Research Article
Austin Diabetes Res. 2024; 9(1): 1032.
Evaluating Machine Learning Models for Early Diabetes Prediction: A Comparative Study
Qazi Waqas Khan*
Department of Computer Engineering, Jeju National University, Jejusi 63243, Jeju Special Self-Governing Province, Republic of Korea
*Corresponding author: Qazi Waqas Khan, Department of Computer Engineering, Jeju National University, Jejusi 63243, Jeju Special Self-Governing Province, Republic of Korea. Email: waqasqazi19@stu.jejunu.ac.kr
Received: July 01, 2024 Accepted: July 18, 2024 Published: July 25, 2024
Abstract
High blood glucose levels can affect the body’s organs, causing blindness, renal illness, and heart and kidney diseases. Globally, Diabetic patients experience a mortality rate of 38% yearly. Machine Learning methods are used in the literature to predict diabetes. The prediction of machine learning models can assist doctors in making early decisions. This study employed the Neural Oblivious Decision Ensembles (NODE), Xtreme Gradient Boosting (XGB), AdaBoost, and Support Vector Machine (SVM) models to diagnose diabetes. An early-risk diabetes dataset is utilized in this study to conduct the experiments. The principal component analysis method is employed to extract the features. The performance metrics for evaluating machine learning classifiers are accuracy, precision, recall, and f score. The experimental results of the learning models show that the XGB model has achieved higher prediction results than the SVM, AdaBoost, and NODE. These findings conclude that the utilization of this approach assists the stakeholders in the diagnosis of early diabetes.
Introduction
High blood sugar is a leading factor of death, depicting diabetes as a destructive chronic illness and creating an alarming condition. According to WHO, the number of diabetic patients increased significantly from 108 million in 1980 to 422 million in 2014 [1]. About 8.5% of adults and 30.3% of the U.S. population are affected by diabetes [2]. China and India, being the most populous countries, have the highest diabetes rates of 98 million and 65.1 million cases, respectively [3]. Both types of diabetes are serious conditions. Type 1 diabetes attacks the pancreas and affects the formulation of insulin in the body; type 2 diabetes includes insulin resistance, which stops the body from using insulin, causing high blood glucose levels [4]. Diabetes cannot be cured but it can be treated, early diagnosis can minimize the complication risks [5]. A balanced diet and early detection can increase an individual’s lifespan. Detecting diabetes at an early stage based on a doctor’s assessment can be inaccurate because of gaps in understanding the related patterns [6]. However, predictive analytics can improve the identification of at-risk individuals, anticipate issues, and enhance treatment results [7]. Predictive analytics can identify high-risk individuals, predict complications, and enhance care. A doctor can determine the most effective treatment course for everyone affected by diabetes, leading to better outcomes [8]. Therefore, a Computer-Aided Diagnosis (CAD) system can help physicians make better decisions for diagnosing diabetes at an early stage. [9]. The CAD system analyzes blood sugar levels, haemoglobin A1C levels, and other useful clinical data to detect diabetes and suggest necessary actions depending on the information obtained.

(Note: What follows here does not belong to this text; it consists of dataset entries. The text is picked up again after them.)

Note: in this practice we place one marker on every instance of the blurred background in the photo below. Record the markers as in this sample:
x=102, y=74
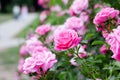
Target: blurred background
x=16, y=17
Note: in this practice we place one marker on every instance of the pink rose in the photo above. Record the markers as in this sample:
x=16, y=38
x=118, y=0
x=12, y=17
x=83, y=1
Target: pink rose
x=113, y=40
x=104, y=15
x=65, y=1
x=56, y=8
x=82, y=55
x=23, y=51
x=31, y=45
x=76, y=24
x=78, y=6
x=42, y=2
x=66, y=39
x=43, y=61
x=29, y=66
x=43, y=16
x=72, y=61
x=103, y=49
x=84, y=17
x=43, y=29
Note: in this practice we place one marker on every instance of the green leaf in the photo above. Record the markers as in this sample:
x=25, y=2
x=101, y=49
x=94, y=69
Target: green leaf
x=89, y=35
x=98, y=42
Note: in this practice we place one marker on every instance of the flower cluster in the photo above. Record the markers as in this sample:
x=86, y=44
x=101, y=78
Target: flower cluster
x=105, y=16
x=78, y=6
x=106, y=21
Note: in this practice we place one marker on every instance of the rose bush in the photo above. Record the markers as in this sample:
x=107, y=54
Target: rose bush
x=66, y=46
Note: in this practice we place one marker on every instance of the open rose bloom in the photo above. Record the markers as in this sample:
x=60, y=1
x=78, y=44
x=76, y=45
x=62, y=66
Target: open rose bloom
x=43, y=29
x=78, y=6
x=66, y=39
x=113, y=39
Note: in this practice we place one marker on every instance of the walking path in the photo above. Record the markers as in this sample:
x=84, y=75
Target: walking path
x=10, y=28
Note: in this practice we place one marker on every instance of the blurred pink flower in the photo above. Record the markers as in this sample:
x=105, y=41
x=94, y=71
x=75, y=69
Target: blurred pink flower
x=20, y=65
x=72, y=61
x=56, y=8
x=113, y=40
x=82, y=55
x=69, y=55
x=65, y=1
x=97, y=6
x=23, y=50
x=43, y=29
x=103, y=16
x=78, y=6
x=66, y=39
x=43, y=16
x=84, y=17
x=76, y=24
x=104, y=33
x=43, y=61
x=103, y=49
x=31, y=45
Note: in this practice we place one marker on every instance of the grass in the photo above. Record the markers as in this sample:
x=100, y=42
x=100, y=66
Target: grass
x=5, y=17
x=29, y=28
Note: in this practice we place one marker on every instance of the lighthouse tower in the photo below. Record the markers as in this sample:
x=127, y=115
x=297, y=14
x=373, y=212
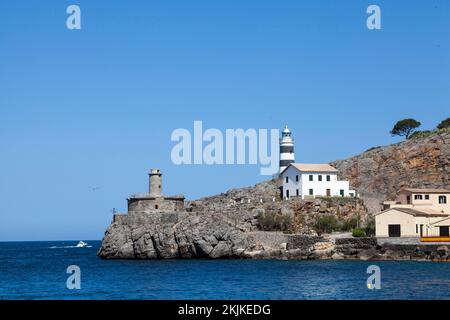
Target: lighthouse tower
x=286, y=149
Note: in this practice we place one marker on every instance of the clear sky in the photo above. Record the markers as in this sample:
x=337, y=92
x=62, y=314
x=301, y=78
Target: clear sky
x=96, y=107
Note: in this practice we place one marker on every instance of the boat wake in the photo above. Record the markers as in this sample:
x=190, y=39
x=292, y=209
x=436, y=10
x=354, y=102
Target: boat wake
x=80, y=244
x=68, y=247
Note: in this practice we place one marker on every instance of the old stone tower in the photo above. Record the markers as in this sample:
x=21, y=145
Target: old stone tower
x=154, y=201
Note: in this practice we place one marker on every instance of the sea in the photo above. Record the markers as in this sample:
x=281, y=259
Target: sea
x=39, y=270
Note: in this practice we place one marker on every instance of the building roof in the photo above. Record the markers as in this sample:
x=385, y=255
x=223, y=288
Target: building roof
x=440, y=221
x=312, y=167
x=418, y=213
x=418, y=190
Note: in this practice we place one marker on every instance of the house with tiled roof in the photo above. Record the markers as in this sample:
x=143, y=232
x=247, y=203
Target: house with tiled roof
x=306, y=180
x=415, y=213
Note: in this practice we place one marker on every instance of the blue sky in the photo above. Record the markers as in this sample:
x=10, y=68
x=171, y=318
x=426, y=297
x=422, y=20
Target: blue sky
x=97, y=106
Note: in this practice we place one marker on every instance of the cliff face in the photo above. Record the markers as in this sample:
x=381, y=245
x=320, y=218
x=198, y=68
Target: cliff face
x=379, y=173
x=226, y=225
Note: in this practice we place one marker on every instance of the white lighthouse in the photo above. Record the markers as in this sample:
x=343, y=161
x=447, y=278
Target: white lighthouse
x=287, y=155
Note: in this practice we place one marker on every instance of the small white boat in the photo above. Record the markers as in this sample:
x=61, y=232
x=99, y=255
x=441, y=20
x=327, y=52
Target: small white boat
x=82, y=244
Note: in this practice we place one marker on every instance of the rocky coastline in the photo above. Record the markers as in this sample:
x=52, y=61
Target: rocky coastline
x=228, y=225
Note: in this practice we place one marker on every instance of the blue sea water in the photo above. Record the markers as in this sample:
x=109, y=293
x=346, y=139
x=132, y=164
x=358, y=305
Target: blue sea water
x=37, y=270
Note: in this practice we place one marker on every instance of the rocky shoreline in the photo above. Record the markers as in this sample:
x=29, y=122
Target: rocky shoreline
x=228, y=225
x=190, y=236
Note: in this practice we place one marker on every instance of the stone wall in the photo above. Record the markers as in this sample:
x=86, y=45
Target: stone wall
x=155, y=204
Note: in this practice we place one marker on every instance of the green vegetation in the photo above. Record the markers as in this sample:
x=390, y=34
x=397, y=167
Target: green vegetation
x=349, y=225
x=269, y=221
x=445, y=124
x=358, y=233
x=326, y=224
x=422, y=134
x=405, y=127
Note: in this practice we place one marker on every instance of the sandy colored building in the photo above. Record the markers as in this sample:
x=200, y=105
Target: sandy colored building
x=415, y=213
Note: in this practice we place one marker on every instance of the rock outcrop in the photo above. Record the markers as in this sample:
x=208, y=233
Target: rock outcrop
x=380, y=172
x=227, y=225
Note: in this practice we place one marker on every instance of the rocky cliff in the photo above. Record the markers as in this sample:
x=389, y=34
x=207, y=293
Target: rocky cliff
x=228, y=225
x=380, y=172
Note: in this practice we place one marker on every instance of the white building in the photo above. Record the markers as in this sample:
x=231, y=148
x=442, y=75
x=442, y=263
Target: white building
x=416, y=213
x=310, y=180
x=287, y=155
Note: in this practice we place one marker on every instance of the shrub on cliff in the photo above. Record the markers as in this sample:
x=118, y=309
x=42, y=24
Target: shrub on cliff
x=358, y=233
x=422, y=134
x=349, y=224
x=405, y=127
x=268, y=221
x=326, y=224
x=369, y=229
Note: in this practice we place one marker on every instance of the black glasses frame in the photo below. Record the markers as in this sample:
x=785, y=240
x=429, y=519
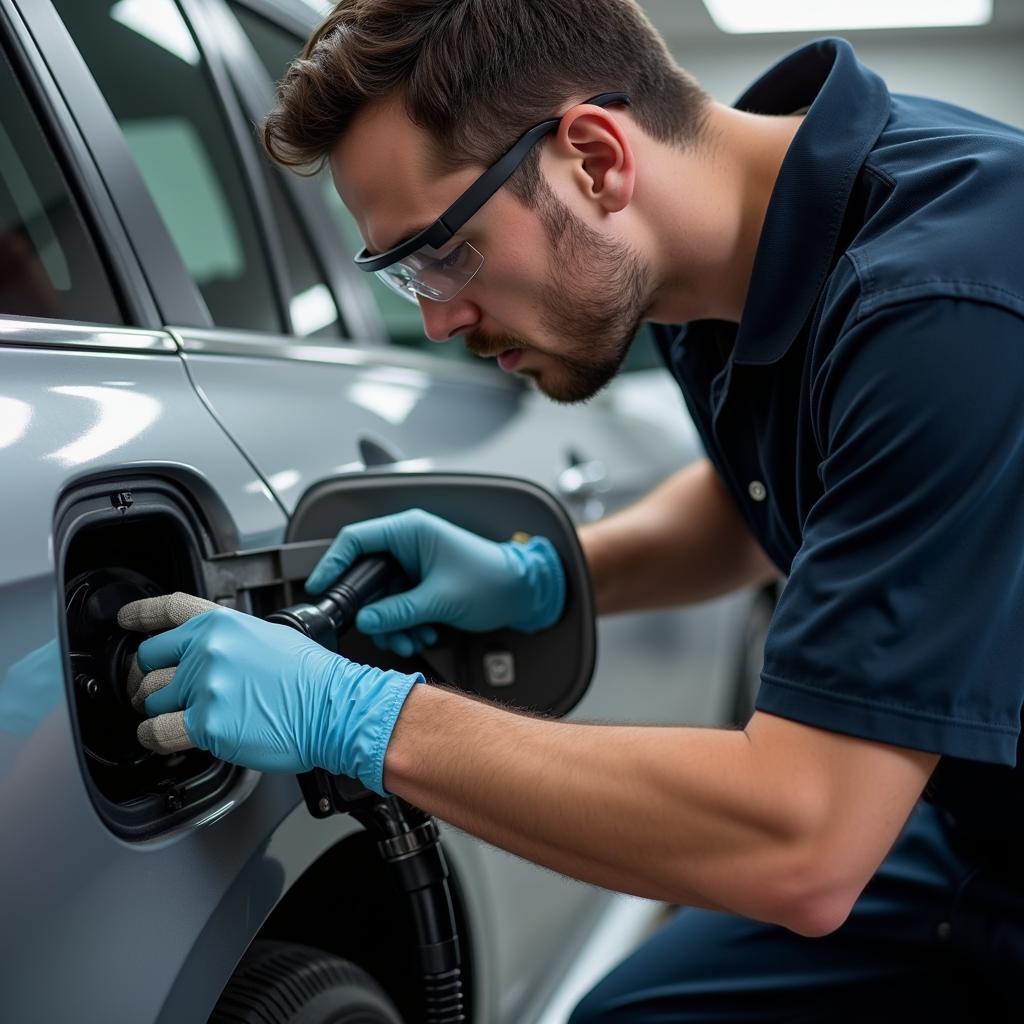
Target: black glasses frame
x=476, y=195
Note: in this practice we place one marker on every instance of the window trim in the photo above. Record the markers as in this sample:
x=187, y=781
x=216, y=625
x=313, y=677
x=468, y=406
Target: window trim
x=195, y=14
x=76, y=167
x=360, y=317
x=129, y=227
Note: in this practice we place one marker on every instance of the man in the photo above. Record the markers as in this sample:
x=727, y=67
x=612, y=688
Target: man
x=847, y=264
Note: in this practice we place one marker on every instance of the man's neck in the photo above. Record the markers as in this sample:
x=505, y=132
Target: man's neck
x=707, y=206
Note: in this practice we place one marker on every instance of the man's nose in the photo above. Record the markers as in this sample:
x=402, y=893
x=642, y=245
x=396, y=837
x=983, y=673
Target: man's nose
x=443, y=321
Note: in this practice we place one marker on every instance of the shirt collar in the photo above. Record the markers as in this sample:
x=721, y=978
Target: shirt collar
x=847, y=108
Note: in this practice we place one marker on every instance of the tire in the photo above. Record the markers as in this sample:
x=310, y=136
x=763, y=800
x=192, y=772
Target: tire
x=752, y=653
x=288, y=983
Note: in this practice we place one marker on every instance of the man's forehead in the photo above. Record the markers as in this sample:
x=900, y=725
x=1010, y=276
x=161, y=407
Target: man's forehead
x=384, y=173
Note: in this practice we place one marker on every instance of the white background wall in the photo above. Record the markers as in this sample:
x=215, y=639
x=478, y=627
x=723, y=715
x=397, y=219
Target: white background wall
x=982, y=69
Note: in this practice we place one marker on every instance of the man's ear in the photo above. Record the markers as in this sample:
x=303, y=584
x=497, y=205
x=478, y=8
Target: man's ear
x=594, y=140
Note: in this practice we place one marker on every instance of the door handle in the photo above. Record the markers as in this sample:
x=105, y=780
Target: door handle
x=583, y=479
x=582, y=485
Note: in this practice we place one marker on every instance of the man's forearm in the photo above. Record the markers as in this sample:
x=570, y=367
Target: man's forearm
x=685, y=542
x=686, y=815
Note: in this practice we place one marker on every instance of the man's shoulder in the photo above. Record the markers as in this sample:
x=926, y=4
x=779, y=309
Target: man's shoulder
x=945, y=209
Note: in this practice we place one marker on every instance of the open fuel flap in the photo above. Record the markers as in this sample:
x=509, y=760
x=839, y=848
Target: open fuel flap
x=546, y=672
x=121, y=540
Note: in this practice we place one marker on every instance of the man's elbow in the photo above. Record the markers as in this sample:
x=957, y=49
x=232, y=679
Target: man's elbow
x=815, y=899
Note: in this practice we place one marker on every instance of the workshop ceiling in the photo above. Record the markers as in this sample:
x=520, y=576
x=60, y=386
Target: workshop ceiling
x=684, y=22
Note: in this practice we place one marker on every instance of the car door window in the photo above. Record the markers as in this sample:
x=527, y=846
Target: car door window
x=151, y=71
x=276, y=47
x=48, y=265
x=311, y=307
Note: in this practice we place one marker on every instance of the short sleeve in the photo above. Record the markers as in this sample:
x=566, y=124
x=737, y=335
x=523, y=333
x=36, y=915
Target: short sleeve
x=902, y=621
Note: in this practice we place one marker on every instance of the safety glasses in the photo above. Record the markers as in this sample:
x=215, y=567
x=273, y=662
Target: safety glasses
x=421, y=265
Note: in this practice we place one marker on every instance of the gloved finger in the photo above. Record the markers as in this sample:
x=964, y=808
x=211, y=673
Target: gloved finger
x=153, y=614
x=147, y=684
x=399, y=611
x=166, y=649
x=426, y=635
x=165, y=734
x=368, y=538
x=164, y=698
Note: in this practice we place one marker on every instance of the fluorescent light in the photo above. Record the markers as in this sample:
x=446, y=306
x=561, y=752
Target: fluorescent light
x=312, y=309
x=800, y=15
x=161, y=23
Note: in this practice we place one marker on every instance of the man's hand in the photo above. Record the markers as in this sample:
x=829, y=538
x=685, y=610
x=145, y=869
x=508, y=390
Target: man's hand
x=464, y=580
x=256, y=693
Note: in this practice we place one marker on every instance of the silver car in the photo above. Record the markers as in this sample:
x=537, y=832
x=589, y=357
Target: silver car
x=188, y=365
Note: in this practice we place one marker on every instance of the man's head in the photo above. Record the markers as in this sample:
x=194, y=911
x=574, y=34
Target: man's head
x=410, y=100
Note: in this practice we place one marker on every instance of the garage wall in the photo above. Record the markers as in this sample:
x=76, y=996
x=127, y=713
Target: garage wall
x=984, y=75
x=981, y=68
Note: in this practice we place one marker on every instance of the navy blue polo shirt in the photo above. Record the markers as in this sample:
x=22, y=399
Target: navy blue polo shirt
x=867, y=417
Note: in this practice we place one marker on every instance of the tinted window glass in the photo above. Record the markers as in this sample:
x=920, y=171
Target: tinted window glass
x=48, y=265
x=276, y=48
x=311, y=306
x=148, y=67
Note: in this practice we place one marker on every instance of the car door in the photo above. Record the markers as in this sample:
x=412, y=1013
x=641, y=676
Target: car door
x=286, y=350
x=92, y=393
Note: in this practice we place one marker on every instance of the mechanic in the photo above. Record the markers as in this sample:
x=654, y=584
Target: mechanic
x=847, y=266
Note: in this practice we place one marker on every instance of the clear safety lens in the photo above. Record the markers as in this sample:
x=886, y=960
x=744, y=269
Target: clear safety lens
x=431, y=274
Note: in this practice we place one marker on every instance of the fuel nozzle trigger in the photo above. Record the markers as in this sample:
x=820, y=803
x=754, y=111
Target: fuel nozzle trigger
x=324, y=621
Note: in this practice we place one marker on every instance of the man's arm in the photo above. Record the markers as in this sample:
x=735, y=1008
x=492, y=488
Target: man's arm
x=781, y=821
x=684, y=542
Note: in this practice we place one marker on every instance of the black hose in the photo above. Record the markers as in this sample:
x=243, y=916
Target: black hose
x=408, y=839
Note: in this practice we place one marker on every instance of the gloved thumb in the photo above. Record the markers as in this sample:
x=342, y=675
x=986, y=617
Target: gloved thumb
x=399, y=611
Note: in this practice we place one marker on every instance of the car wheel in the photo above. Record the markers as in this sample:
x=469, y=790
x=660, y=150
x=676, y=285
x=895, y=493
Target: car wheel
x=287, y=983
x=752, y=654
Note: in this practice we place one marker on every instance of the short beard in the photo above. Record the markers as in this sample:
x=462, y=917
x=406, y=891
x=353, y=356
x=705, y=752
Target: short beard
x=595, y=302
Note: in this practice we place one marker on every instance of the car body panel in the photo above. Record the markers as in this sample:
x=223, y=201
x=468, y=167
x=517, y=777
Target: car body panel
x=151, y=931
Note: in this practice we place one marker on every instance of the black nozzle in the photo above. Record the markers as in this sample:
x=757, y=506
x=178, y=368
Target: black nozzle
x=334, y=612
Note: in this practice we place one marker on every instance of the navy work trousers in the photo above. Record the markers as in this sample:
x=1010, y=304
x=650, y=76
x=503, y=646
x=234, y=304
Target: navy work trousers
x=938, y=935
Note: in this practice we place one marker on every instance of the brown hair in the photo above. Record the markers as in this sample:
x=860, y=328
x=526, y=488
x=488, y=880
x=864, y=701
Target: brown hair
x=476, y=74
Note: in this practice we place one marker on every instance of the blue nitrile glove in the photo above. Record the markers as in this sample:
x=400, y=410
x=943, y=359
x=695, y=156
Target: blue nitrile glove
x=463, y=580
x=256, y=693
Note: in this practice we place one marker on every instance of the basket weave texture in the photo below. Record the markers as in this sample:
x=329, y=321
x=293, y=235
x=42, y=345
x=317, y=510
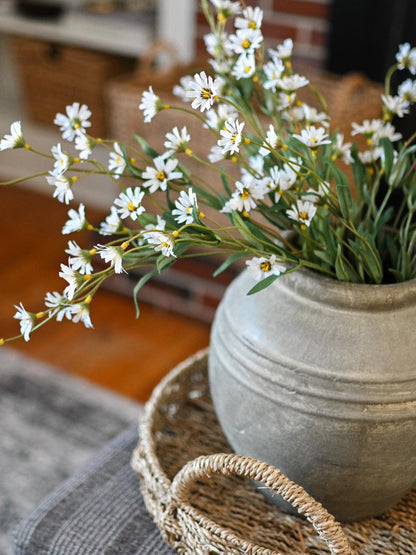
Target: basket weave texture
x=200, y=495
x=54, y=75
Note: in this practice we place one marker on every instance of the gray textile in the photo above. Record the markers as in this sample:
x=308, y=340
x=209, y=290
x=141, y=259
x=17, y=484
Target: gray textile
x=50, y=425
x=99, y=511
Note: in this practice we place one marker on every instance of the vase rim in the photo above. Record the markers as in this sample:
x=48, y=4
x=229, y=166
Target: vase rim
x=365, y=296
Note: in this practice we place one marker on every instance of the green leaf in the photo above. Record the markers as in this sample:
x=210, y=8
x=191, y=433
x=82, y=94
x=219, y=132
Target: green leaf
x=228, y=262
x=243, y=228
x=369, y=256
x=359, y=171
x=225, y=182
x=324, y=256
x=342, y=269
x=163, y=262
x=142, y=281
x=147, y=149
x=343, y=192
x=246, y=88
x=263, y=284
x=388, y=155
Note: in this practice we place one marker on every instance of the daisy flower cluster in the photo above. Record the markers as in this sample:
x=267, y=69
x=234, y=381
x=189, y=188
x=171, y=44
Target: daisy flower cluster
x=277, y=177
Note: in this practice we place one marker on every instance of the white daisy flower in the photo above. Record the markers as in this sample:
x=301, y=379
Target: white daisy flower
x=283, y=51
x=407, y=91
x=245, y=66
x=116, y=162
x=303, y=213
x=161, y=242
x=76, y=222
x=313, y=137
x=79, y=259
x=245, y=196
x=262, y=267
x=395, y=105
x=185, y=205
x=81, y=313
x=62, y=161
x=59, y=306
x=74, y=122
x=216, y=117
x=15, y=139
x=406, y=58
x=387, y=130
x=150, y=105
x=27, y=321
x=273, y=70
x=114, y=255
x=246, y=41
x=204, y=90
x=271, y=142
x=73, y=278
x=85, y=145
x=281, y=179
x=252, y=19
x=112, y=223
x=231, y=136
x=177, y=141
x=368, y=157
x=128, y=203
x=158, y=177
x=216, y=154
x=291, y=83
x=182, y=88
x=63, y=187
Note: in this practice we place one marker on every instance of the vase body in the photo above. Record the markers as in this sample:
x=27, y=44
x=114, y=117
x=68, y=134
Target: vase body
x=318, y=378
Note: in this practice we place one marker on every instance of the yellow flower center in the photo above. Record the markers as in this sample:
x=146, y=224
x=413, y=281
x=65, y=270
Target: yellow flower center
x=206, y=93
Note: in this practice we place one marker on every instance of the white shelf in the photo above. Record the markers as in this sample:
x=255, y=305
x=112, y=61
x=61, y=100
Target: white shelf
x=105, y=34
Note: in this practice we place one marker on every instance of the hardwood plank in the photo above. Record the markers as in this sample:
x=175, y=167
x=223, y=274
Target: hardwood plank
x=121, y=353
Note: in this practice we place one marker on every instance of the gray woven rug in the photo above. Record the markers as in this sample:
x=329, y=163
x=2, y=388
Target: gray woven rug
x=50, y=425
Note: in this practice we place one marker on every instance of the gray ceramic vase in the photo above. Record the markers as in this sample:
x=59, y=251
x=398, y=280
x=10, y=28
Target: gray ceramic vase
x=318, y=378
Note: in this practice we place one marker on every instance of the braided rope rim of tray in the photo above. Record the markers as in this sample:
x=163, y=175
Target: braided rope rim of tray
x=189, y=529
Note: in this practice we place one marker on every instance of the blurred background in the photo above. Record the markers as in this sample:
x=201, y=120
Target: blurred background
x=104, y=53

The Neural Oblivious Decision Ensembles (NODE), Xtreme Gradient Boosting (XGB), AdaBoost, and Support Vector Machine (SVM) models are used in this study to predict diabetes—label encoder method to convert the text category into numeric. The standard scalar method converts the feature value into the same between 0 and 1.
The structure of the paper is described as Section 2 explains the details of a proposed method for diabetes prediction. Sections 3 and 4 explain the experimental results and conclusion of the paper.
Proposed Methods
This section briefly describes the proposed machine learning models used for diabetes prediction. Figure 1 shows the architecture diagram, which shows that we used the early diabetes risk dataset as an input for the data pre-processing module. In data pre-processing, the label encoding, and standard scalar method are applied for data preparation. The prepared data is transmitted as input to proposed models for diabetes classification. The performance of a machine learning model is analyzed using the accuracy, precision, recall, and f score.
Figure 1: Comparison graph of Machine Learning Model for Diabetes Classification (with PCA feature extraction) based on accuracy.
Figure 2: Comparison graph of Machine Learning Model for Diabetes Classification (with PCA feature extraction) based f score.
Figure 3: Comparison graph of Machine Learning Model for Diabetes Classification (without PCA feature extraction) based on accuracy.
Figure 4: Comparison graph of Machine Learning Model for Diabetes Classification (without PCA feature extraction) based on fs core.
Data Preprocessing
The data preprocessing method cleans and prepares the raw data for the learning model. In this study, the scikit label encoder method converts the text category into numeric, and the z-score method normalizes the data into the same scale.
Machine Learning Models
This study utilized the NODE, XGB, Adaboost, and SVM models to classify diabetes. These models are used with and without the Principal Component Analysis (PCA). The PCA method extracts features and transforms them into n components, where n is a target feature space.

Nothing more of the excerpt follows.